US Plans to Hold Note, Bond Sales Steady for ‘Several Quarters’

The US Treasury left its quarterly issuance of longer-term debt unchanged for the second straight time, and maintained its guidance that it doesn’t expect to need increasing issuance of notes and bonds for “several quarters.”

The Treasury Department said in a statement Wednesday it will sell $125 billion of securities at its so-called quarterly refunding auctions next week, which span 3-, 10- and 30-year maturities. Dealers had widely predicted that outcome, seeing the department as able to make up any funding shortfalls over the period via more bill sales.

A number of market participants had seen some risk that the Treasury would revise its guidance to incorporate the potential for increasing issuance of longer-dated securities, given the outsize federal budget deficit. But the department reiterated its May language.

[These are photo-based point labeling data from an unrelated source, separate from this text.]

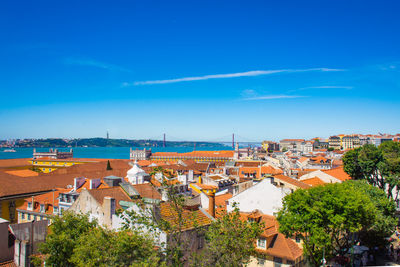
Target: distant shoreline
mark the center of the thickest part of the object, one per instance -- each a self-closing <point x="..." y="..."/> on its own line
<point x="104" y="142"/>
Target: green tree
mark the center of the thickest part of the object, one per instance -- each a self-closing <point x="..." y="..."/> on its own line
<point x="379" y="166"/>
<point x="101" y="247"/>
<point x="63" y="236"/>
<point x="325" y="217"/>
<point x="230" y="241"/>
<point x="108" y="166"/>
<point x="385" y="220"/>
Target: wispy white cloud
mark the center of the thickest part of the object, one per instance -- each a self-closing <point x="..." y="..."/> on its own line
<point x="322" y="87"/>
<point x="94" y="63"/>
<point x="271" y="97"/>
<point x="228" y="75"/>
<point x="329" y="87"/>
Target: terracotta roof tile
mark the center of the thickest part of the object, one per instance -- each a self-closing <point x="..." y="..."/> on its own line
<point x="8" y="264"/>
<point x="23" y="173"/>
<point x="338" y="173"/>
<point x="147" y="191"/>
<point x="115" y="192"/>
<point x="190" y="218"/>
<point x="292" y="181"/>
<point x="314" y="181"/>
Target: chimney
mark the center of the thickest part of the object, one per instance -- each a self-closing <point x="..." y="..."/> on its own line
<point x="78" y="182"/>
<point x="109" y="210"/>
<point x="211" y="203"/>
<point x="94" y="183"/>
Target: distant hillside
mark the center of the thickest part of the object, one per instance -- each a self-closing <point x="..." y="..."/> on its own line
<point x="103" y="142"/>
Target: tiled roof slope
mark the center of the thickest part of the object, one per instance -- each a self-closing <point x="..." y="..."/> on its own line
<point x="338" y="173"/>
<point x="147" y="191"/>
<point x="314" y="181"/>
<point x="115" y="192"/>
<point x="190" y="218"/>
<point x="292" y="181"/>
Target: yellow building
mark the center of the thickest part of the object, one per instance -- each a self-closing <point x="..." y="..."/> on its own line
<point x="47" y="165"/>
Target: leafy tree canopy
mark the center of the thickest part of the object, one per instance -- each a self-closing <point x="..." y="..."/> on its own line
<point x="324" y="217"/>
<point x="230" y="241"/>
<point x="379" y="166"/>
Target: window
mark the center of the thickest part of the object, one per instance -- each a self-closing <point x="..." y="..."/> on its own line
<point x="260" y="261"/>
<point x="277" y="261"/>
<point x="200" y="243"/>
<point x="261" y="243"/>
<point x="11" y="239"/>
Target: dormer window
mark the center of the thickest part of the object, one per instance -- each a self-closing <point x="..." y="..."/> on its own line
<point x="261" y="243"/>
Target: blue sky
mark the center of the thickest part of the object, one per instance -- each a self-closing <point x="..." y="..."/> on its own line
<point x="199" y="70"/>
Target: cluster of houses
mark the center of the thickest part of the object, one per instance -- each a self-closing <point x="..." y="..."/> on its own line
<point x="211" y="182"/>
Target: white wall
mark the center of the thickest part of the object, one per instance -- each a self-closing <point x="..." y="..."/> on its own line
<point x="263" y="196"/>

“Based on current projected borrowing needs, Treasury does not anticipate needing to increase nominal coupon or FRN auction sizes for at least the next several quarters,” the statement said. FRNs are floating-rate notes.

Separately, officials asked the Treasury Borrowing Advisory Committee — an outside panel of dealers and other market participants that counsels the department — to take another look at the recommended share of bills, which mature in up to a year, as a total of marketable debt. TBAC had previously recommended a 15% to 20% range.

“Most” TBAC members this time indicated that averaging around 20% over time was a good tradeoff between interest-rate costs, volatility in financing and the risk of rolling over a major amount of debt at one time, the panel said in a separate report.

With the Federal Reserve now having reduced the amount of Treasuries it’s letting mature each month without replacement, that has in turn eased the burden on the Treasury to sell more debt to the public to fund the fiscal deficit.

Later Wednesday, the Fed is widely expected to signal it will start lowering interest rates, offering further relief for the Treasury by reducing the government’s debt-servicing bill. The pace of so-called quantitative tightening — the amount the central bank is shrinking its balance sheet, is seen staying at the current amount of up to $25 billion a month for Treasuries.

The Fed’s decision is due at 2 p.m. in Washington.

As for next week’s refunding auctions, the $125 billion will be made up of the following:

  • $58 billion of 3-year notes on Aug. 6
  • $42 billion of 10-year notes on Aug. 7
  • $25 billion of 30-year bonds on Aug. 8

The refunding will raise new cash of about $14 billion.

Many dealers have said over recent weeks that the Treasury will eventually have to bump note and bond sales higher again given the fiscal outlook. The US is on track to run its largest federal deficit outside of crisis times. Marketable Treasury debt outstanding has already grown to $27 trillion from about $12 trillion a decade ago.